金曜日の夜は,末っ子と宮崎駿監督の『カリオストロの城』を観て大いに楽しみました.

休日は,お金と時間を消耗するより,読書です.『惑星カレスの魔女』は楽しかったし,『希望―行動する人々』を読めば,どの話も面白いでしょう.しかし,ボストン・テランには,やはり手を焼いています.これがアメリカを描く一種の時代小説であるとすれば(つまり,山本周五郎や池波正太郎,藤沢周平),・・・とんでもない世界です.

アメリカ社会について想うとき,内部の犯罪や狂信のドラマと並行して,(たとえ娯楽小説でも)アメリカの軍隊を知りたいです.トマス・E・リックスの『派兵の代償』(ハヤカワ文庫)を読んでいます.9・11の前に書かれた小説ですが,アフガニスタン派兵失敗に関するアメリカ軍の内部反乱をテーマにしています.それは同時に,冷戦時代のスパイ情報戦が,組織内部の反乱やサイバー・テロに変わった様子を伝えています.

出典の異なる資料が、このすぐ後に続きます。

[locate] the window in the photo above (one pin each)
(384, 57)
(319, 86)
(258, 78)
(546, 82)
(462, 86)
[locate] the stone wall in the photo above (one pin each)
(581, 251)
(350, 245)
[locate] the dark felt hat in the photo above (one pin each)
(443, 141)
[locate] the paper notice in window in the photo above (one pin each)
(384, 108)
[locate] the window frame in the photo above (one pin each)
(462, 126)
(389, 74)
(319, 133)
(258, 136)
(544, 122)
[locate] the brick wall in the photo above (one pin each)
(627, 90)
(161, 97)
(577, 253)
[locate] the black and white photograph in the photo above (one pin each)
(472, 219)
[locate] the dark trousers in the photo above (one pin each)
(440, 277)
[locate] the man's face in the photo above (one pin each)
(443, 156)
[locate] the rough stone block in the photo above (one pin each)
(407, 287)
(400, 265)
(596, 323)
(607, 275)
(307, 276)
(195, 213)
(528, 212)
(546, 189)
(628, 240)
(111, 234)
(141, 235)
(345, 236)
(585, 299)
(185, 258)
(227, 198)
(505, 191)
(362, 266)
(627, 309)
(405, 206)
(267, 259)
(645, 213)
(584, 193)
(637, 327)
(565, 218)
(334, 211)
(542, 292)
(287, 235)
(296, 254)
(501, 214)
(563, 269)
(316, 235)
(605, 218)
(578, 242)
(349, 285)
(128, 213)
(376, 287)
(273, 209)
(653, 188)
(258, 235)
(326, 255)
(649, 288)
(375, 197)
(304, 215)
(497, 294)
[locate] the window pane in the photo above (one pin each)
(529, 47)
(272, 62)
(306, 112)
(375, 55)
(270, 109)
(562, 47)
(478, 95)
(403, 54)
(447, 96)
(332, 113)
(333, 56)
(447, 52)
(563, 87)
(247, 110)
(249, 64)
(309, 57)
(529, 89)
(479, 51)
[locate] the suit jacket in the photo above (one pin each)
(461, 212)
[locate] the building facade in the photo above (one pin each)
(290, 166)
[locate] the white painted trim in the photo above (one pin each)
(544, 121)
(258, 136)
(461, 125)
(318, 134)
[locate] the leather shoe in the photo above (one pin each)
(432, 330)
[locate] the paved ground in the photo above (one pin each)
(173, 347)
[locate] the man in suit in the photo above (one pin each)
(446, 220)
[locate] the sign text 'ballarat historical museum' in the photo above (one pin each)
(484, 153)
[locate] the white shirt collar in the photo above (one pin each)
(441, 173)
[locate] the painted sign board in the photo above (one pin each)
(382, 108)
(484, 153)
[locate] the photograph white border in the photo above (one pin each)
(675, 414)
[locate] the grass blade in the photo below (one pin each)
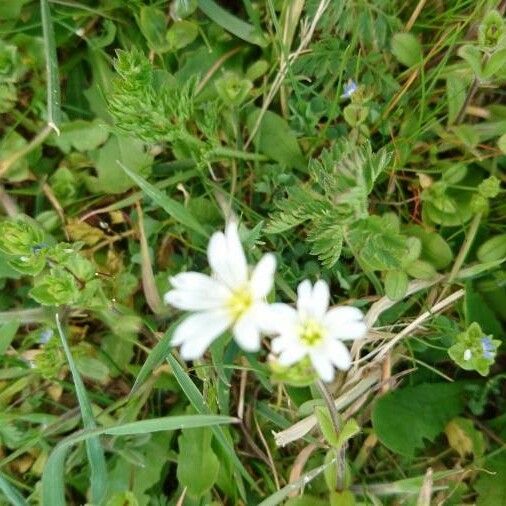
(197, 401)
(171, 206)
(231, 23)
(283, 493)
(155, 357)
(53, 80)
(94, 450)
(11, 493)
(53, 475)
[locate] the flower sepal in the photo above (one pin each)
(301, 374)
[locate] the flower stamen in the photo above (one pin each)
(239, 302)
(311, 332)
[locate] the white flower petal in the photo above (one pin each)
(278, 318)
(304, 295)
(320, 298)
(198, 331)
(292, 354)
(213, 296)
(247, 332)
(262, 277)
(322, 365)
(338, 354)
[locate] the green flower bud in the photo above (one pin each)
(55, 289)
(492, 30)
(232, 89)
(490, 187)
(20, 236)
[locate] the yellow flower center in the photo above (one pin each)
(239, 302)
(311, 332)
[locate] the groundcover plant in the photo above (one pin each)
(252, 252)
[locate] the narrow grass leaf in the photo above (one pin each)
(232, 23)
(155, 357)
(283, 493)
(53, 80)
(94, 449)
(171, 206)
(197, 401)
(11, 493)
(53, 479)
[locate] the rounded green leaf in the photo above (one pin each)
(396, 284)
(493, 249)
(406, 49)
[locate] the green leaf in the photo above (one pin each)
(377, 243)
(495, 65)
(477, 310)
(7, 333)
(172, 207)
(82, 135)
(464, 438)
(405, 418)
(197, 465)
(154, 27)
(94, 450)
(349, 430)
(11, 492)
(231, 23)
(472, 55)
(326, 425)
(55, 289)
(53, 80)
(181, 34)
(419, 269)
(197, 401)
(53, 485)
(407, 49)
(456, 91)
(276, 140)
(491, 485)
(396, 284)
(124, 150)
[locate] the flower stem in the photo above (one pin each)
(334, 416)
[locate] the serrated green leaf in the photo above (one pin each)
(404, 419)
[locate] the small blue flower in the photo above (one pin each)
(488, 347)
(349, 88)
(45, 336)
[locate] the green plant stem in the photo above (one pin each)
(464, 250)
(242, 155)
(6, 164)
(334, 416)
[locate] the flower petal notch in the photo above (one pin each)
(312, 330)
(231, 298)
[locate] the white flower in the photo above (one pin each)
(233, 297)
(315, 331)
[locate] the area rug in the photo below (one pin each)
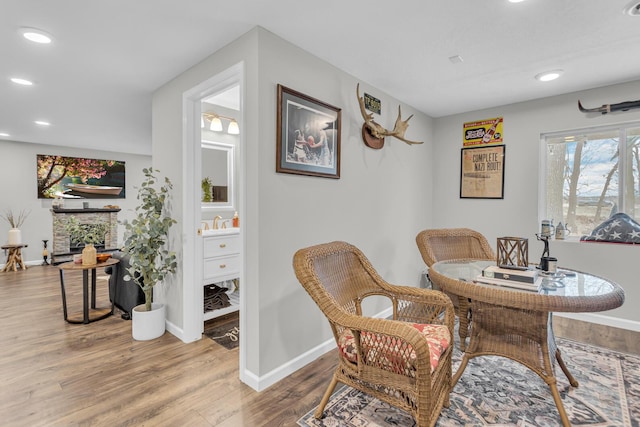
(225, 332)
(496, 391)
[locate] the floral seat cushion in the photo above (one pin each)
(395, 354)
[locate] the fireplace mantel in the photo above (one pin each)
(82, 210)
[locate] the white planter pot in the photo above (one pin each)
(15, 236)
(148, 325)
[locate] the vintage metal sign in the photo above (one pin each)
(372, 104)
(483, 132)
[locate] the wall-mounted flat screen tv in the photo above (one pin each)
(79, 178)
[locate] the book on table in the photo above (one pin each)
(534, 287)
(524, 276)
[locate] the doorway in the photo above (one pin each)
(211, 96)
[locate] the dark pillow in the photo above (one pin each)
(619, 228)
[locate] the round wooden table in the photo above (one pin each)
(14, 258)
(516, 323)
(88, 314)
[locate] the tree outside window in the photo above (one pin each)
(590, 175)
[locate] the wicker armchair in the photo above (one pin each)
(406, 361)
(455, 243)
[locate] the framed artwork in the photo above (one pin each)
(482, 172)
(308, 135)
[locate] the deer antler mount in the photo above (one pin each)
(373, 134)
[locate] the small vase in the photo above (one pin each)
(15, 236)
(89, 255)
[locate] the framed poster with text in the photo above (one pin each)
(482, 172)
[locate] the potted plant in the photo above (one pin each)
(89, 234)
(150, 260)
(15, 235)
(206, 189)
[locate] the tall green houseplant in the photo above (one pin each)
(147, 234)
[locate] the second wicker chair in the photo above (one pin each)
(404, 361)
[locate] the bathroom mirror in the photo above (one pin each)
(217, 183)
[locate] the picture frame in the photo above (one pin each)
(308, 135)
(482, 172)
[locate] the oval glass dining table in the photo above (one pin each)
(516, 323)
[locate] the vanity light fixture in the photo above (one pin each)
(35, 35)
(20, 81)
(547, 76)
(216, 123)
(233, 129)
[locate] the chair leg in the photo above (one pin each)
(325, 398)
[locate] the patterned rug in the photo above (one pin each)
(224, 331)
(496, 391)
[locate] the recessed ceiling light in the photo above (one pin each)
(547, 76)
(23, 82)
(35, 35)
(632, 8)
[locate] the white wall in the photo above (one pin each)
(19, 190)
(380, 202)
(517, 214)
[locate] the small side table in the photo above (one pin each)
(87, 315)
(14, 259)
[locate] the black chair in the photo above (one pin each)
(124, 294)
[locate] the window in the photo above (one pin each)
(591, 174)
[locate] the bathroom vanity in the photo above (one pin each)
(221, 251)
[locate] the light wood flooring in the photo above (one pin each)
(53, 373)
(57, 374)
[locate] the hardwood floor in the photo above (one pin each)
(56, 373)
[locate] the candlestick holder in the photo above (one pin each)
(45, 253)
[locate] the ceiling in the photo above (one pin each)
(95, 81)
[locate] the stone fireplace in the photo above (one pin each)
(63, 249)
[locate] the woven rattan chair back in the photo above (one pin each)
(452, 243)
(338, 277)
(441, 244)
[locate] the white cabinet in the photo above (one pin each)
(221, 264)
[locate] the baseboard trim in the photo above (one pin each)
(283, 371)
(601, 319)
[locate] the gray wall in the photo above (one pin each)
(380, 203)
(19, 190)
(517, 214)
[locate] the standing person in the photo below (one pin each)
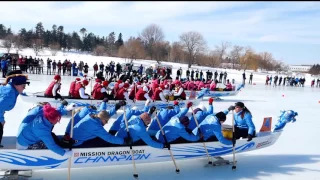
(250, 79)
(54, 67)
(243, 124)
(95, 68)
(4, 67)
(86, 67)
(244, 78)
(49, 66)
(41, 63)
(14, 85)
(14, 63)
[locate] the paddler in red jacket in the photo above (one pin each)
(54, 87)
(73, 86)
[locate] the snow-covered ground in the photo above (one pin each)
(295, 156)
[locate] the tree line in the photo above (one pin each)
(149, 44)
(315, 69)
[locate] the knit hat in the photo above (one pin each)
(85, 82)
(105, 83)
(184, 120)
(221, 116)
(19, 80)
(162, 86)
(240, 104)
(145, 118)
(57, 77)
(126, 85)
(51, 114)
(104, 115)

「今月,中央ヨーロッパ国防当局者の訪問を受けたのは,これで3度目だ.どこの国もNATOの一員になりたがっていた.国防長官はどこの国との会見でも,機械的にほぼ同じことをいった.下士官を職業化し,一部の将校に英語を教え,配備のさい,われわれと作戦行動が取れるように無線機をそろえなさい,と.」

そして弱小国の国防長官をアメリカの巨大なリムジンが迎えます.この小説の核心はマスコミ対策,あるいは,情報とマスコミを利用して世論を誘導し操作することにあります.実際,リックスはワシントン・ポストの現役ペンタゴン担当記者,ピュリッツァー賞の受賞者です.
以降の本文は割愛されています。